Obverse:  Kuang-hsu tung-pao.   Reverse Bao Gu in Manchu.   Cast 1896 or 97 at the Taku fort and arsenal in Chihli Province.   Diameter 23 mm, wt. 3.1 g.
Its wide sprue runs fully a quarter of the way around the coin, from 12 to 3 o'clock.

Figleaf

You pinned it down quite narrowly. My id would have been Chihli 1875-1908. Was there only one mint in Chihli? I note more money-related innovation in 1896. Is there a connection with the 1895 treaty of Shimonoseki, concluding peace with Japan?

Peter
An unidentified coin is a piece of metal.
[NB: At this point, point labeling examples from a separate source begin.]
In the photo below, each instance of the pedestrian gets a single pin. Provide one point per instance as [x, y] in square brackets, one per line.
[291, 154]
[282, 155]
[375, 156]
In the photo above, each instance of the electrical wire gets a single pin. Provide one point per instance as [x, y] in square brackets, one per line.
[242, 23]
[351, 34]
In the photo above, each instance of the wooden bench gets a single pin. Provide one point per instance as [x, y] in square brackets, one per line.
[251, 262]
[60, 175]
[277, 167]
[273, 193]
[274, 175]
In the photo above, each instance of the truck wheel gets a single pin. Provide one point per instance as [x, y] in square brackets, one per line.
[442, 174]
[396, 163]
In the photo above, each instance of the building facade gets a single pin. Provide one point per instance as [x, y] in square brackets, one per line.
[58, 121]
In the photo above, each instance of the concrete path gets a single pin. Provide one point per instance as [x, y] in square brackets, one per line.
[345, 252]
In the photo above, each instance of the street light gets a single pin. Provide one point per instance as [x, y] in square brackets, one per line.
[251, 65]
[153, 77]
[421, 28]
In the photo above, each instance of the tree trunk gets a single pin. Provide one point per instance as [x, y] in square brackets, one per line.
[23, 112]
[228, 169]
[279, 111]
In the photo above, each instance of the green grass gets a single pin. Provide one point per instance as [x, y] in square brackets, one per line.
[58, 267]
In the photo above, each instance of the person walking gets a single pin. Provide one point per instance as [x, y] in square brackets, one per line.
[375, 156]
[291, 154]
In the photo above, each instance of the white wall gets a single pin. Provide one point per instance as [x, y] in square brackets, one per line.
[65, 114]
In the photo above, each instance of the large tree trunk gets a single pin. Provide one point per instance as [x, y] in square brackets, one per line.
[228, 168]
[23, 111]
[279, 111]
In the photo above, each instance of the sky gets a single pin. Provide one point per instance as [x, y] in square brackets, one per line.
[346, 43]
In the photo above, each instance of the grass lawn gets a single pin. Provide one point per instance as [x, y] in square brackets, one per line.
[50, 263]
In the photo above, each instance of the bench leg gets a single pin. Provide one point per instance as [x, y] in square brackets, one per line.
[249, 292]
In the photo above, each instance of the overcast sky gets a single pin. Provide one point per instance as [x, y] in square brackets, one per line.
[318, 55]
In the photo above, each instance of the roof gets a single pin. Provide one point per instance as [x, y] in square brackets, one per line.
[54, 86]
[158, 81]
An identified coin is a piece of history.

bgriff99

There is an extensive backstory with this piece.   Beijing is in Chihli, and the provincial capital Paoting also had a mint.   Plus Tianjin (forgive hopeless mix of Wade-Giles and Pinyin) had a mint ordered to start in 1886.   For that there is subsequent information, but not for Taku.   There is no record of it's being ordered to cast cash.   Only that the 1896 imperial maritime customs report says it began making cash that year.
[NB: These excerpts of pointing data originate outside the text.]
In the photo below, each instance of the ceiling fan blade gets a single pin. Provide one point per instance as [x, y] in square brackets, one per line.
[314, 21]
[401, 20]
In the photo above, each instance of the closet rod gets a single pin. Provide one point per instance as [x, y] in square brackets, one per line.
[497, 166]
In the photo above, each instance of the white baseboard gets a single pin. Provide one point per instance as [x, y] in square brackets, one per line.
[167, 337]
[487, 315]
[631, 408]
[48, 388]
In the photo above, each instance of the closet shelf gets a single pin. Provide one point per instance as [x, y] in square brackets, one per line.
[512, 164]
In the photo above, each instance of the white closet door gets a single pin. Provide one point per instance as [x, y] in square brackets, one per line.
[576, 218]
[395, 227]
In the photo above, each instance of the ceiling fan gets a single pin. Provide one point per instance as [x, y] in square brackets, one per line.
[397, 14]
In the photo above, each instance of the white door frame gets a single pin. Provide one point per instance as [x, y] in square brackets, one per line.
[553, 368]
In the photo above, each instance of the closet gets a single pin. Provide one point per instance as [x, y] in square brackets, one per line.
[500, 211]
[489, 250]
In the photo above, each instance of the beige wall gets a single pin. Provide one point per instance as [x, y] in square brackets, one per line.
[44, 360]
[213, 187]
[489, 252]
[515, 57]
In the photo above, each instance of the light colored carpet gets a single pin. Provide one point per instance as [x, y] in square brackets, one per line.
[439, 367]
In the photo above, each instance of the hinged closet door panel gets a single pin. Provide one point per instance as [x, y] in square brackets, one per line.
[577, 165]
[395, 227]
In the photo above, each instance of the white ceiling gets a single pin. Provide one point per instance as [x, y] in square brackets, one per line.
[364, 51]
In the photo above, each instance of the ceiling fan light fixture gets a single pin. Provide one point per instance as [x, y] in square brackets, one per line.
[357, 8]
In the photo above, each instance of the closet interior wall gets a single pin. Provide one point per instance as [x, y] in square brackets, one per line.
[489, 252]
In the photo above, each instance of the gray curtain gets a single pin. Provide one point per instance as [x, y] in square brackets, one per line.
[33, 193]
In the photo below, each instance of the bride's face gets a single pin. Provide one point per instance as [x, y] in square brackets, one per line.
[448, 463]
This coin is slightly over 8 fen in weight (0.8 mace) which was the standard in 1896, but at that weight it cost more to cast them than they were worth.   In 1898 the standard was reduced to 7 fen, then raised back to 8 in 1899, then dropped to 6 fen in 1901.   

This larger variety is rare, and must have been a trial issue.   Smaller and lighter ones with a different obverse, and also way of writing the mint name are relatively common, plus small forgeries.   The Tianjin (aka Tientsin) mint was ordered to use machines to strike coins, but the losses at that were huge.   When they received the machinery they were quite surprised to find it was up to them to roll the metal and produce flans!    The copper they were purchasing was of the lowest grade.   They pleaded to be permitted to cast instead, still with significant losses, but at least they didn't have broken machines to deal with.     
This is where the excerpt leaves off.